In my experience, the suitability of functional programming in numerics depends on the performance requirements. The more important execution time is, the more you may want to compromise on functional style.
If performance is not an issue, functional code tends to work very well. It's succinct and safe, and it's closer to mathematical writing than imperative programming. Sure, some problems map very well to imperative programs, but overall, functional style makes a good default choice.
If performance is somewhat an issue, you may want to compromise on immutability. The main cost of functional code in F# comes from the garbage collector, especially from objects with an intermediate lifetime. Making costly objects mutable and re-using them can make a huge difference in execution speed. If you want to write stuff like hydrodynamics, n-body simulations, or games, in a succinct and safe way, but aren't aiming for pedal-to-the-metal execution speed, a multiparadigm F# style can be a good way to go.
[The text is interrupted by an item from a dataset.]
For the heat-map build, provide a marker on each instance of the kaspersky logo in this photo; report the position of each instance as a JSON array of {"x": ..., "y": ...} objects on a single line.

If performance is everything, chances are, you want GPU execution anyway. Or maybe make good use of CPU vector units, multithreading, and so on. While there are attempts to use F# on the GPU, the language just isn't designed for speed at all cost. It's probably better to use a language that's closer to hardware in such situations.
When the problem is a mixture of these, it's often possible to mix the solutions. For example, yesterday I needed to do a per-pixel computation on a set of images, and execution time was important. So I read the images in F# using a .NET library, then uploaded them to GPU along with a GLSL compute shader that transformed the pixels, then downloaded them back into "F# land". The point here is that the management operations aren't efficient; the code is still copying stuff around for no real reason. But it was just one operation that would've eaten all the performance, so it's reasonable to use a high-performance tool for that one operation, while all the rest happens neatly and safely in F#.